Patanjali’s business model aligns with typical FMCG companies – manufacturing and selling products. However, what sets them apart is their remarkable growth compared to other FMCG companies.

Patanjali’s successful marketing strategies have yielded remarkable outcomes. Now, let’s explore how this business model uniquely benefits the company.

What is unique about Patanjali’s business model?

Patanjali’s standout feature is prioritizing quality over profit. They offer products at a lower price than many FMCG companies by sourcing accurate raw materials directly from farmers, reducing production costs.

Distributors and retailers make low profits with Patanjali products. Patanjali sets up its retail outlets in different cities and towns to address this. Selling products under one brand helps save on extra promotion and advertising costs.

How does Patanjali make money?

Patanjali, a popular Indian consumer goods company, uses a diverse business model for revenue. Primarily centered on making and selling fast-moving consumer goods (FMCG), Patanjali also ventures into different activities to diversify income. Here are the main ways Patanjali generates money:

  • Sale of FMCG Products: Patanjali earns money by selling everyday items like food and personal care stuff. They sell these in their stores, online, and through partnerships. People buy these products at good prices, making up a big part of Patanjali’s money.
  • Ayurvedic Medicines and Healthcare Services: Patanjali makes money from Ayurvedic medicines and healthcare services.

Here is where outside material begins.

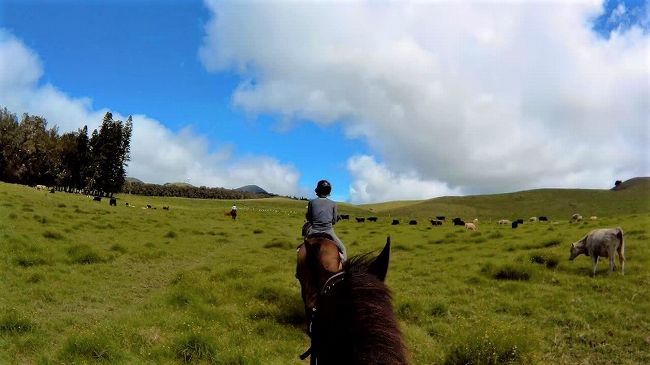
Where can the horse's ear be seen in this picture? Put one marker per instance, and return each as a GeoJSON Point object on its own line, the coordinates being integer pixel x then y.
{"type": "Point", "coordinates": [379, 266]}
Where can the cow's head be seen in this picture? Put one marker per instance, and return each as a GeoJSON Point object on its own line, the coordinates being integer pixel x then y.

They produce herbal remedies and health supplements based on Ayurvedic principles. Additionally, Patanjali runs clinics across India. It provides consultations and traditional Ayurvedic treatments. The income from these services adds to Patanjali’s overall earnings.
  • Yoga and wellness centers: Patanjali makes money from yoga and wellness centers. They offer classes, workshops, and retreats for yoga and meditation, attracting people seeking health benefits. These programs add to Patanjali’s earnings. It aligns with their commitment to overall well-being based on ancient teachings.
  • Partnership and Licensing Agreements: Patanjali teams up with businesses through licensing agreements, broadening product reach and income. They let others use their brand and ideas, earning royalties and fees. This helps Patanjali grow and make money by leveraging its popular brand.


Patanjali has successfully challenged big companies in India’s goods market. Using its brand, unique positioning, and natural products, it gained the trust of Indian consumers. The direct distribution and low prices helped it reach many people.

But growing fast brings challenges. Keeping the brand good and product quality is tough while growing. Competing with big companies requires constant new ideas. People checking Ayurvedic products need strict quality and rules.

Patanjali changed India’s goods market with a different model. It’s set for more growth by focusing on customers, a good distribution, and cheap and natural products.